Exercise 2.2 – Soft Edges

I wanted to do something a little more unusual with this technique.  The basic understanding of it is seen detailed within my techniques folder.  It is quite an open subject, thus I can really tailor it to the theme of my work at this stage.  I once again used my previous drawing work to inspire me.  Obviously fabric is generally used in stitch.  However, what about other mediums, such as paper?  What about a handmade paper base?  Handmade paper makes a strong fabric like structure in some cases, thus I can see this working.  It can also be torn to suit the shape of the project.

I could combine this method with other fabric parts, thus creating a mixed media piece…..

I used my sewing machine, along with a dark drew thread to stitch the parts on.  See how no edge binding is seen, so neatening.  The parts have been stitched to secure and give shape.

Above.  Once I had secured the pieces on my machine I wondered if I could finish it, add something extra?  The handmade paper has a light texture and petals trapped inside.  But it is more or less one colour.  I used my Koh-I-Noor dyes to colour facial detail, add shadows etc.

What do I think?

–          This is obviously just one attempt at a varied technique.  However this one experiment has worked well.  I think the personalisation of the piece makes it personal, yet still experimental.  The shaping of the paper to make it look like a face, along with the painting of the paper, both merge well together…..

I scanned it into the computer to show a flattened version of it.  I really like the neck area with the painted parts.  They give shadow by using a blue and lilac colour dabbed in with the facial tones.

Given the chance this is a technique that I can imagine developing.  The materials chosen to applique with a soft edge are all quite personal.  The cheek is a shirt of my own, while the eye area is a brown paper bag from the shop “Lush”.
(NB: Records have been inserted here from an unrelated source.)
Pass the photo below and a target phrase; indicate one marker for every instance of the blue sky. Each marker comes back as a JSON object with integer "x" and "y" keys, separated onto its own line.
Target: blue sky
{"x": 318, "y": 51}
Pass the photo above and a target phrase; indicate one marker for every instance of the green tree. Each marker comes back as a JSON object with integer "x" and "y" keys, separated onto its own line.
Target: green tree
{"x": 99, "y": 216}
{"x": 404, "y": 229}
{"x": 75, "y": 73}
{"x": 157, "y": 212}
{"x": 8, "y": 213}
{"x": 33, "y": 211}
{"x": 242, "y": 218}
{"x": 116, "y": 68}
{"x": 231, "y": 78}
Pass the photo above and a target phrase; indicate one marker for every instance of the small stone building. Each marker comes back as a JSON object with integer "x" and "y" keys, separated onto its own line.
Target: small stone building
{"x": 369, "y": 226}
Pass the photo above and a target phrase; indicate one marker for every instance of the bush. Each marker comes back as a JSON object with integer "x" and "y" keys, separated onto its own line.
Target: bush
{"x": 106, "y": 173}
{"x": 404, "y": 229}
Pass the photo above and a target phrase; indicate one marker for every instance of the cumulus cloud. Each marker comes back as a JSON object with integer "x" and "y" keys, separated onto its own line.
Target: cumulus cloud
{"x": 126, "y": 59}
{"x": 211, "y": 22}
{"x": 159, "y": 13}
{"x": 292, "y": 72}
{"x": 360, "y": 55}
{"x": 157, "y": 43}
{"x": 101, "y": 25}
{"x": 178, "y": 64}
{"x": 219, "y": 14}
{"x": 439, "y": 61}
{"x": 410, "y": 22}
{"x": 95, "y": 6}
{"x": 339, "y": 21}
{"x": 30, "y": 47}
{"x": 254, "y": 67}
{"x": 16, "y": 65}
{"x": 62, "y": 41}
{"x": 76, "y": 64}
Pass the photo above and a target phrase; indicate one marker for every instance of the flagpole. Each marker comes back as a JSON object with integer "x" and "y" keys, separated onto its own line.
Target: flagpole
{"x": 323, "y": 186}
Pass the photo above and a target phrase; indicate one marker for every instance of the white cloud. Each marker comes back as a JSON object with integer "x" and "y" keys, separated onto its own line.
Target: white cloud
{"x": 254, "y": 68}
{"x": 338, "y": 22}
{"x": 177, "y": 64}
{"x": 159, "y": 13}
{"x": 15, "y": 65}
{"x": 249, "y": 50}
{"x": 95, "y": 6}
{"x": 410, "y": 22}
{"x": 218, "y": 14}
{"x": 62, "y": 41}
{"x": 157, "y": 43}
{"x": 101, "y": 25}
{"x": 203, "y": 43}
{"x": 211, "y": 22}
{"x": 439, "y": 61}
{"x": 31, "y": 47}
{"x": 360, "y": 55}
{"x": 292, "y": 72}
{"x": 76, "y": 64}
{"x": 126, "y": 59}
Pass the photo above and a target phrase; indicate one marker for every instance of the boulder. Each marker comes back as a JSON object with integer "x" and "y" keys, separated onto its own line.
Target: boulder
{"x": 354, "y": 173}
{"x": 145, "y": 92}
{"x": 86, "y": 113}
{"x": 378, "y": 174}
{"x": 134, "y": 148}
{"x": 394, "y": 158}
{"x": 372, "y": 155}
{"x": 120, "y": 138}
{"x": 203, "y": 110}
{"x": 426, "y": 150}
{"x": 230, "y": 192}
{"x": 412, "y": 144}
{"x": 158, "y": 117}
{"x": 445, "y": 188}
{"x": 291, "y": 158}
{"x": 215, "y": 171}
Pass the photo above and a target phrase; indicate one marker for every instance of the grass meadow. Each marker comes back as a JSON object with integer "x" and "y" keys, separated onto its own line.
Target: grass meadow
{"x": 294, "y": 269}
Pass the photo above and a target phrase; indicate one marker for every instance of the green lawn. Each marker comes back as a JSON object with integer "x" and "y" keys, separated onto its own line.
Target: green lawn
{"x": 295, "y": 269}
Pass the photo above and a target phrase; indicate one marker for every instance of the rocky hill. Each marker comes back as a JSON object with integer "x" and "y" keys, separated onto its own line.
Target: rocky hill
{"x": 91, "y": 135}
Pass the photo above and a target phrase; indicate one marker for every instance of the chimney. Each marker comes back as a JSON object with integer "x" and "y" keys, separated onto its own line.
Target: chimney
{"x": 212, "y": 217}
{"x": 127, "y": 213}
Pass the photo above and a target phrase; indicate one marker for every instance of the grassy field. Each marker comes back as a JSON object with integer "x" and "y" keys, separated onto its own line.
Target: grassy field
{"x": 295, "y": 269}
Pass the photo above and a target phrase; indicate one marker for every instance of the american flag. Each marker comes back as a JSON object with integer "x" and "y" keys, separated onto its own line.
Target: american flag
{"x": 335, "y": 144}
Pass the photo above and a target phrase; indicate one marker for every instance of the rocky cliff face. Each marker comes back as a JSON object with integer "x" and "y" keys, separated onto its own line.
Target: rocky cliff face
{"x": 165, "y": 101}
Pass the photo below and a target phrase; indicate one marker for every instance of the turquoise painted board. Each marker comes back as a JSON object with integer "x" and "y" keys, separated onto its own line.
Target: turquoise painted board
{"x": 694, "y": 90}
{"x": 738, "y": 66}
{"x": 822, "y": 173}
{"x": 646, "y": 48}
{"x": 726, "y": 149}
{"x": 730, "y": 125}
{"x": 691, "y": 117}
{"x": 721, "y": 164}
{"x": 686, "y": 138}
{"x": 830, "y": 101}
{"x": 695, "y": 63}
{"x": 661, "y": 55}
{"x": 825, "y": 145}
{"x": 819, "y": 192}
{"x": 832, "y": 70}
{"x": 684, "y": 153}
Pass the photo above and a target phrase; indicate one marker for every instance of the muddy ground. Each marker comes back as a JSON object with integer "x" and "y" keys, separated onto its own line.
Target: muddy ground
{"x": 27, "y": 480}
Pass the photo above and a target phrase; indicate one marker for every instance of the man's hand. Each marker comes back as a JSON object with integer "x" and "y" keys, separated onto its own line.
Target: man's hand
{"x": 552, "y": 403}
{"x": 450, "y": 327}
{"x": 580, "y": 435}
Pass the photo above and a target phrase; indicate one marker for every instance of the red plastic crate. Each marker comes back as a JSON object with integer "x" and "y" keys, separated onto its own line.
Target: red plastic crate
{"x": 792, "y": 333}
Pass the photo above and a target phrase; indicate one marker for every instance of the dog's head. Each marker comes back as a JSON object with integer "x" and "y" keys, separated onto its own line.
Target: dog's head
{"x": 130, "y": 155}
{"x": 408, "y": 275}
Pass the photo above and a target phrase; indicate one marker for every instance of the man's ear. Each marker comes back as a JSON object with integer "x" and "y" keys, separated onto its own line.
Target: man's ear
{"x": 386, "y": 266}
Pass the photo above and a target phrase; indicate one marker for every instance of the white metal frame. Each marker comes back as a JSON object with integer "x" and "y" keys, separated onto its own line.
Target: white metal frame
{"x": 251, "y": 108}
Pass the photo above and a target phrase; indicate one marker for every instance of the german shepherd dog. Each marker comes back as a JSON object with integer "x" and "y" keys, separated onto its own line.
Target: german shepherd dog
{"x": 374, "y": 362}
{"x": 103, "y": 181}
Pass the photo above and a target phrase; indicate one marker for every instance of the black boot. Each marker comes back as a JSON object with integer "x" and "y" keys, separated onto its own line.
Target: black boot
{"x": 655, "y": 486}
The actual handmade paper gives a lovely crepe feel, like skin?  It’s not perfect, the paper has character like a real human face.  Imagine this distressed, folded, manipulated?

One artist who I feel relates to this section….

Rhiannon Williams

A young graduate, Rhiannon Williams’s work has the process of hand stitching at the heart of her powerful and distinctive practice. Her latest work pays homage to her Welsh roots and “homesickness for a place to which you cannot return, a home which maybe never was…”.

I saw her work in Julia Triston’s book Contemporary applique.  It was the links with applique and collage which interested me. 

Within her MA work, she experimented with embroidery and print on clothing.  See this jacket above.  Could the idea of print and embellishment on clothing be something I look into in the future?

In the piece third in above, hard and soft edges are seen.  The skull with hard and the bird on top has the frayed edge which comes with soft edges.

What can I take from this artist? 

 As she has not been a practicing artist long, her style changes and is experimented with.  Look at the hexagonal printed piece above.  A very clever idea.  Will I play with text in my own work?  If I did, I think the main things I would focus on, are the self-penned poems, as these connect with my textile work and are often a point of inspiration.